The first video I ever filmed, I deleted immediately. Then I filmed it again. Deleted it again. Filmed it a third time, watched it back with my hand physically covering my eyes, and then — for reasons I still can’t fully explain — posted it anyway.
That was about eighteen months ago. I’ve been talking to the camera ever since.
I didn’t start because I had some grand vision for a content strategy or a brand or whatever. I started because I had things I wanted to say and writing felt too slow. I think in spoken sentences. I process out loud. Writing is great, but it’s a second language for me — something I have to translate into. Talking is my first language.
So I pointed my phone at myself, pressed record, and started talking.
What I wasn’t prepared for
I wasn’t prepared for how uncomfortable it would be to watch myself.
Not in a vanity way — though yes, also a little in a vanity way, I’m only human — but in a deeper way. When you watch yourself talk, you hear things you don’t notice in the moment. The way you qualify everything. The way you start sentences and then immediately walk them back. The “I mean, I don’t know, maybe I’m wrong, but…” before every single opinion, as if apologizing for having a thought.
Watching the videos back became this strange form of self-study. I started noticing patterns in how I communicated — where I was confident, where I hedged, where I was genuinely saying something and where I was kind of just filling space with noise.
It’s uncomfortable to see yourself clearly. It’s also incredibly useful.
The thing about talking to no one
Here’s something I didn’t expect: talking to a camera when no one is watching is one of the strangest and most freeing things I’ve ever done.
There’s no feedback. No facial expressions to read. No one nodding or looking bored or checking their phone. It’s just you and the lens. And at first that’s terrifying. And then, slowly, it becomes something else.
It becomes practice for saying exactly what you mean.
In normal conversation, we’re constantly calibrating. Reading the room. Adjusting based on how people react. Which is fine — that’s part of being a decent human. But it also means we sometimes edit ourselves before we’ve even said anything. We self-censor in real time, and often we don’t even notice we’re doing it.
The camera doesn’t give you any of that feedback, so you can’t perform for it. You just have to say the thing. The actual thing you think. And then watch it back and decide if that’s really what you meant.
More often than I expected, it was.
What honesty actually looks like
I used to think honesty was about facts. Telling the truth about what happened, what was said, what occurred.

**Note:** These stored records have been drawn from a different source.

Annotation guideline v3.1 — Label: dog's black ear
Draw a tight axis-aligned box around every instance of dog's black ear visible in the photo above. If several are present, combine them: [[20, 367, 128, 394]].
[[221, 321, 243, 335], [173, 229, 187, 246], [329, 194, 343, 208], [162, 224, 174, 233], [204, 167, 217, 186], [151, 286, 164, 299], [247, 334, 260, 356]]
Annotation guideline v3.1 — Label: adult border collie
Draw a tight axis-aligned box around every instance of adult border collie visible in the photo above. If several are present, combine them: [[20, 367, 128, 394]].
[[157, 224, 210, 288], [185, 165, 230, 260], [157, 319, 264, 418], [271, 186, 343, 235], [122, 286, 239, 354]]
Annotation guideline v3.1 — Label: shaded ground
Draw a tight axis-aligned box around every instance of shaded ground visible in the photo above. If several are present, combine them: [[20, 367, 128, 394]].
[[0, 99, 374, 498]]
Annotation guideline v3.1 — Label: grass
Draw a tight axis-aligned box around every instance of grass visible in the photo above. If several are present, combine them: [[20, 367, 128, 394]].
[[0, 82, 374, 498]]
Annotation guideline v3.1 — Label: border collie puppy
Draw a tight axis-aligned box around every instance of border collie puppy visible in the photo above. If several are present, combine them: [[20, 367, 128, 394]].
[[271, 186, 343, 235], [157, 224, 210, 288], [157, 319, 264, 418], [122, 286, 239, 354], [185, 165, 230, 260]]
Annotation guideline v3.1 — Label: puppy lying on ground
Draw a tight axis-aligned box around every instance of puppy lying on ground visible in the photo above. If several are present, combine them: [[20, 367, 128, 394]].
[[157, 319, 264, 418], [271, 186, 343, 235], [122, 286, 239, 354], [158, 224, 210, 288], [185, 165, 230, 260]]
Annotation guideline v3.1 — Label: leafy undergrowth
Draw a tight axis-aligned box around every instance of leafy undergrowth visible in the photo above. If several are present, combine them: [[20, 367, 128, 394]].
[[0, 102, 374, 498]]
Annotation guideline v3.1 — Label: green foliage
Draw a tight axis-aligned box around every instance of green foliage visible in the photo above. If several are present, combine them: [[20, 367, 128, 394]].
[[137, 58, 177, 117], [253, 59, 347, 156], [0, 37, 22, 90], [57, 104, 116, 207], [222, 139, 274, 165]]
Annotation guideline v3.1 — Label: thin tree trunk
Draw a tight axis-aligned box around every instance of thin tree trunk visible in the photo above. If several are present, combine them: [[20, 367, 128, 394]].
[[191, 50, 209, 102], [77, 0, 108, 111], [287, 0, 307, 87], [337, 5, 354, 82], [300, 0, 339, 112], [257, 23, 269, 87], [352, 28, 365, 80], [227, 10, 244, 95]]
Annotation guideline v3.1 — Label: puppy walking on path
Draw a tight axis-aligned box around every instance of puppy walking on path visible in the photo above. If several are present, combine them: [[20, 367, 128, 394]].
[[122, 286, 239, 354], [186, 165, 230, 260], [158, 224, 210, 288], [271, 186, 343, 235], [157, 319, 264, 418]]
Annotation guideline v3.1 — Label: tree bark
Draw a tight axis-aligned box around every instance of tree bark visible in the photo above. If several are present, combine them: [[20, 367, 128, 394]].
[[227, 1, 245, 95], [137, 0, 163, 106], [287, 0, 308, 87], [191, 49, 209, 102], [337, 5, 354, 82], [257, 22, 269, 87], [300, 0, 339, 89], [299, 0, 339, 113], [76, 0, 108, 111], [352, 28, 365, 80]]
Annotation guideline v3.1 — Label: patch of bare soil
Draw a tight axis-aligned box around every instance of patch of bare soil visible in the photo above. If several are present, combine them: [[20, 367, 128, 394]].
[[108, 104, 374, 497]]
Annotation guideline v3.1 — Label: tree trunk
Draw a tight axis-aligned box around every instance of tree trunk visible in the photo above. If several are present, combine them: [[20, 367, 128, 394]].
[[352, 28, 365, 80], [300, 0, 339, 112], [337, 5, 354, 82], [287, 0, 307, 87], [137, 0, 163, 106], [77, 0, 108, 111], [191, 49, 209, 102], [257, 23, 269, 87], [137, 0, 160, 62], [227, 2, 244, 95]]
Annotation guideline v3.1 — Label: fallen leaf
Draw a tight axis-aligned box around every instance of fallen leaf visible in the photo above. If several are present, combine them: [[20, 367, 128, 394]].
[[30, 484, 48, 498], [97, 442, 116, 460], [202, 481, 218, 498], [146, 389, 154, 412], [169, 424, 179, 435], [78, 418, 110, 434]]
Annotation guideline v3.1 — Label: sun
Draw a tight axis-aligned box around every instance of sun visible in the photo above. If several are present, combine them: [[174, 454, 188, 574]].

But making videos taught me that there’s another kind of honesty — the kind about what you actually think and feel, as opposed to the more polished version of your thoughts that you’ve pre-approved for public consumption.
Most of us walk around with a curated version of our opinions ready to go. Safe takes. Things we know won’t make anyone uncomfortable. And then the real thoughts — the messier, less certain, more interesting ones — stay in our heads.
I started trying to say those thoughts out loud. On camera. Just to see what happened.
Some of them turned out to be half-formed nonsense. Some of them turned out to be things other people immediately recognized in themselves. The response I got most often was: I’ve never heard anyone say that out loud, but I’ve thought it.
That’s become my favourite thing to hear.
What I’d tell anyone thinking about starting
You’re going to cringe at yourself. That’s not a warning — it’s just true. You’ll watch yourself back and find three things you want to change immediately. Do it anyway.
Because the discomfort of seeing yourself clearly is, I promise, worth it. Not because you’ll suddenly become perfect or polished or totally at ease on camera — I’m still working on all of those — but because it changes how you move through the world.
When you practice saying what you actually mean, even when it’s just to your phone in your bedroom, you get a little better at saying what you actually mean everywhere else too.
And that, I’ve found, makes most things better.